Dapagliflozin currently has a licence in Europe for the treatment of heart failure in both diabetic and non-diabetic patients. As a result, we'll start to notice regular use of these medications in non-diabetic patients.

It's critical that the patient's primary care physician is aware of the rationale behind prescribing the SGLT2 inhibitor, including whether it is given for diabetes control, for the improvement of heart failure prognosis or, of course, the third indication, which is now giving it to patients with chronic kidney disease (CKD) to enhance their renal prognosis.

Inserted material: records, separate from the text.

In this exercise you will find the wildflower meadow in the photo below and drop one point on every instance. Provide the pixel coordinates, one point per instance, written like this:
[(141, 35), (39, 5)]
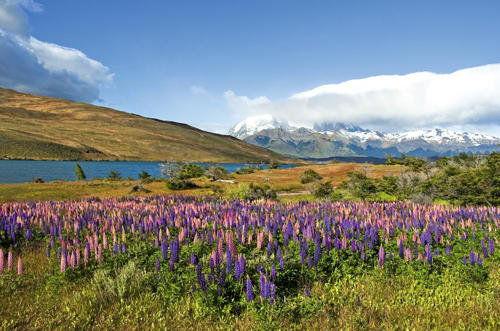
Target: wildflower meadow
[(235, 264)]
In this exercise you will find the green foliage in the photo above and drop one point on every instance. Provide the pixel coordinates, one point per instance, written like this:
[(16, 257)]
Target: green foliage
[(249, 169), (145, 177), (114, 175), (320, 189), (309, 176), (190, 171), (215, 172), (80, 175), (251, 192), (179, 184), (359, 185), (274, 165), (37, 180)]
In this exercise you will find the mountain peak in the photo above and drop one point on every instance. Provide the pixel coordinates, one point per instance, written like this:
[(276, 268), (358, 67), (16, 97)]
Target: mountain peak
[(330, 126), (254, 124)]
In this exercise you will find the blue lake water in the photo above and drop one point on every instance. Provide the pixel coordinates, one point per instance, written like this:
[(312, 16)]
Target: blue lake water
[(13, 171)]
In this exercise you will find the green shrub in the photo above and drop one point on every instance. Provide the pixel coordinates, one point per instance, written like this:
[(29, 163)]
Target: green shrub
[(127, 283), (251, 192), (215, 172), (191, 171), (114, 174), (145, 177), (274, 165), (309, 176), (320, 189), (179, 184), (37, 180), (80, 175)]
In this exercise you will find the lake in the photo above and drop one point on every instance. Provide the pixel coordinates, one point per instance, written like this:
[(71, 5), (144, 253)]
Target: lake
[(22, 171)]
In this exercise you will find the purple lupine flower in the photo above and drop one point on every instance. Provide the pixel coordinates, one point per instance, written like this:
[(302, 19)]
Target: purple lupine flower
[(429, 254), (272, 295), (63, 264), (19, 266), (317, 254), (381, 256), (237, 270), (164, 250), (280, 260), (2, 262), (222, 278), (99, 253), (228, 260), (9, 260), (203, 283), (157, 261), (249, 289), (353, 246), (86, 254), (242, 265), (263, 286), (198, 271)]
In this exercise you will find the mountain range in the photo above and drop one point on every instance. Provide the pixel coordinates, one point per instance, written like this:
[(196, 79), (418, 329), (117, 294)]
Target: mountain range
[(330, 139), (44, 128)]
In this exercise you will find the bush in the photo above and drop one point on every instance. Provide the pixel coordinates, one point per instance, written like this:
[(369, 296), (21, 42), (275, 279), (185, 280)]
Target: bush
[(251, 192), (145, 177), (37, 180), (274, 165), (139, 189), (215, 172), (115, 175), (320, 189), (80, 175), (309, 176), (128, 282), (248, 169), (179, 184), (191, 171), (336, 196)]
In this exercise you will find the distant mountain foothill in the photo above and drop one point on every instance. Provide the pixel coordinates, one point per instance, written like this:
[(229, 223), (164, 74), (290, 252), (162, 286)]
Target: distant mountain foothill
[(44, 128)]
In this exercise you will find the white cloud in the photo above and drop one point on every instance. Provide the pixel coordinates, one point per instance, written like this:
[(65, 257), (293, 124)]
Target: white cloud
[(30, 65), (468, 98)]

If we're going to begin treating people with heart failure with dapagliflozin, or any other SGLT2 inhibitor, it's crucial that we first fully characterise the patient. We must determine whether a patient has diabetes or not and, if so, what medications are being used to manage it. If a patient has low HbA1c levels, taking, for example, a sulphonylurea or insulin, and is then given an SGLT-2 inhibitor for heart failure prognosis, there is a risk that this will result in hypoglycaemia. In these patients, it would be necessary to lower the insulin dosage or perhaps even discontinue some forms of treatment. On the other end of the spectrum, introducing an SGLT-2 inhibitor to a patient with a very high HbA1c without lowering the HbA1c first, would potentially increase the risk of ketoacidosis. Therefore, communication between cardiologists and diabetologists will be crucial in this regard.

We have come to the end of this episode. I hope that you have enjoyed it and found it useful and I hope that you will join me in the next one. Thank you for listening and goodbye.